The importance of independent review for storm water treatment product evaluation

About the author: Michael Macnoskey, P.E., is storm water regulatory manager for Contech Engineered Solutions. Macnoskey can be reached at [email protected].

The latest rush of applications to the Washington State Department of Ecology seeking use designations for storm water treatment technologies has made clear the need for a third-party performance verification program. Objective evaluation of storm water treatment system performance is not a simple task. It can be difficult to sift through product information and performance claims that may be poorly documented­—and even contradictory.  

To sort out the facts, independent review of product applications in Washington state is performed by the Board of External Reviewers, which is composed of leading storm water management experts. Over time, a lot of independently verified performance data have been generated for a variety of innovative storm water treatment systems, from hydrodynamic devices to biofilters.  

Any treatment product performance claim should be independently verifiable. Supporting laboratory or field reports should be readily available in their full forms. Preferably, the performance claim will be audited by a local agency to ensure that it will perform as specified, provided that regular system maintenance procedures are in place. If the local jurisdiction does not have the expertise, funding or interest required to evaluate performance claims, there are several state programs that can be referenced.

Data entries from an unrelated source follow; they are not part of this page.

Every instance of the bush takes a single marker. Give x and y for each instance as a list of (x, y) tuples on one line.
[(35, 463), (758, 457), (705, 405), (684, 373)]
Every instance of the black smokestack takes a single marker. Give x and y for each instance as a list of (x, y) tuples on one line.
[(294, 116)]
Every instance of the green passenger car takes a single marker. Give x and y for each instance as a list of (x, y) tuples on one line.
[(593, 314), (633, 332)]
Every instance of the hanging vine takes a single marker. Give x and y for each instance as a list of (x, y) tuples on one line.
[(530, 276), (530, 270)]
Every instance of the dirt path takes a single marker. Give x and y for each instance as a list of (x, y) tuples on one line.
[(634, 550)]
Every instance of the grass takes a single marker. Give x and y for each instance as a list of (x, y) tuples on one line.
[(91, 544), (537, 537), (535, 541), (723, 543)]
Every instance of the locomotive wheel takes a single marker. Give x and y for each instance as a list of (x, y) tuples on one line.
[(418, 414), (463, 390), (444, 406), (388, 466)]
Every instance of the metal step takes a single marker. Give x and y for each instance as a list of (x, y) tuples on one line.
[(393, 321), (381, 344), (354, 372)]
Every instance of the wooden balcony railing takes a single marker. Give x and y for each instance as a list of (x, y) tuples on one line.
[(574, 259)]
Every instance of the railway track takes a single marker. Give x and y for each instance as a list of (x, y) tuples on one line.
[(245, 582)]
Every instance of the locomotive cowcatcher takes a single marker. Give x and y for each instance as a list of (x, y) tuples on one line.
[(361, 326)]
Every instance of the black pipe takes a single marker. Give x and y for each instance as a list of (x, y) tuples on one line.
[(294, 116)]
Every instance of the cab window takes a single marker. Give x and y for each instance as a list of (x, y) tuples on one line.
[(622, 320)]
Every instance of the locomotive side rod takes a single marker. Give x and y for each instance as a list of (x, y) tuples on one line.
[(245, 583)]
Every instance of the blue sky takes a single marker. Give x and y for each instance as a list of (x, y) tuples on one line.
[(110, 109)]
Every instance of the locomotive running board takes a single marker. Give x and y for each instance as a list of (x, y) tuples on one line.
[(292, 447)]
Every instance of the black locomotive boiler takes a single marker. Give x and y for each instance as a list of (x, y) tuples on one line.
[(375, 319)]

The Washington State Department of Ecology has developed the Technology Assessment Protocol–Ecology (TAPE), whereby treatment systems are tested, and depending on performance, issued use level designations for common storm water pollutants like total suspended solids, oil, phosphorous and dissolved metals. This program gives storm water system engineers confidence in the performance of the systems they select for their projects. As performance data is collected, technologies progress from the pilot level, where only lab data is required; to conditional use, where field evidence suggests that the system may meet performance objectives; to General Use Level Designation, where field testing results following the TAPE protocol have been independently verified to meet the performance objectives.

Another well-established and well-respected third-party testing program comes from the New Jersey Corp. for Advanced Technology (NJCAT). The main advantage of following the NJCAT verifications is that the designer can benefit from the extensive time and money invested in best management practice (BMP) evaluations by the state of New Jersey. Over the past 10 years, NJCAT and the New Jersey Department of Environmental Protection (NJDEP) have collected and verified performance data for at least 10 different gravity separators. The approved sizing criteria for each verified system is publicly available on the NJDEP website. 

Product advertisements also should be evaluated for accuracy and truthfulness. You may find in your research that some manufacturers state in their literature that a product is “tested in accordance with high level standards.”  Statements like this should be critically evaluated. Tested by whom, and when? Who backs up that statement? It is usually worthwhile to visit the reference agency website and ensure that either a media filter or the hydrodynamic device is listed and certified, and then compare the published data with the consistency of the manufacturer’s claim.

Visit the Washington Ecology and NJCAT websites or consult your local storm water program authority for the most current BMP evaluation information. Where there is no local verification program, the Washington State Department of Ecology and NJCAT review programs can guide the selection of a reliable system. Both websites have  comparisons of products for which they have provided their designations and various levels of acceptance.